Impact Fatigue of Short Glass Fiber Reinforced Polycarbonate

Abstract

The present study analyzes the impact properties of polycarbonate reinforced with 0, 20 and 30 wt% short glass fiber. The specimens were prepared under various injection molding conditions, such as filling time, melting temperature and mold temperature. Impact tests were performed with a Dynatup drop weight impact tester at different impact energies (1.2, 0.16, 0.12 and 0.095 J). The fracture mechanism was examined with a scanning electron microscopy. The results indicated that the specimen reinforced with 30 wt% short glass fiber showed the highest impact energy absorbed, together with the highest impact load in single impact. The absorbed energy of 30 wt% reinforced is approximately 15% higher than that of 20 wt% reinforced and about 10 times higher than that of unreinforced polycarbonate.

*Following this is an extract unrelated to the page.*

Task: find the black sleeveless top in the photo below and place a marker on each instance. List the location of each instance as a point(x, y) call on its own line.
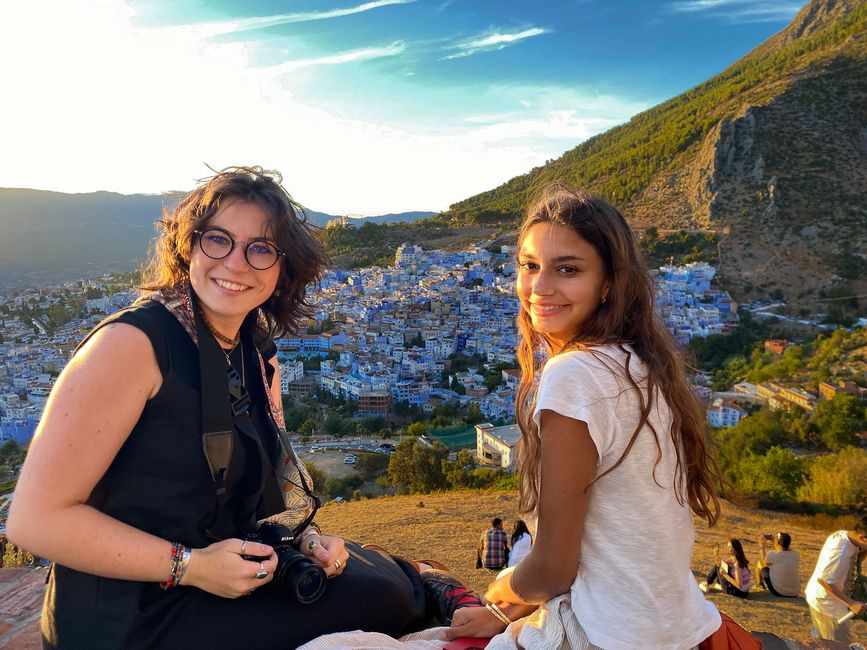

The polycarbonate with 30 wt% short glass fiber reinforced has the highest impact number and accumulation energy in repeated impacts. The accumulation energy is approximately 15% higher than that of 20 wt% reinforced polycarbonate. The thicker the skin layer, the stronger the interfacial adhesion. The ranking of impact number and accumulation energy is in good agreement with the distributions of the skin layer thickness in repeated impacts. The splits and tearing mechanisms dominate the single impact fracture in unreinforced polycarbonate, while the fiber pull-out and fiber breakage are the major fracture mechanisms in repeated impacts for polycarbonate composites.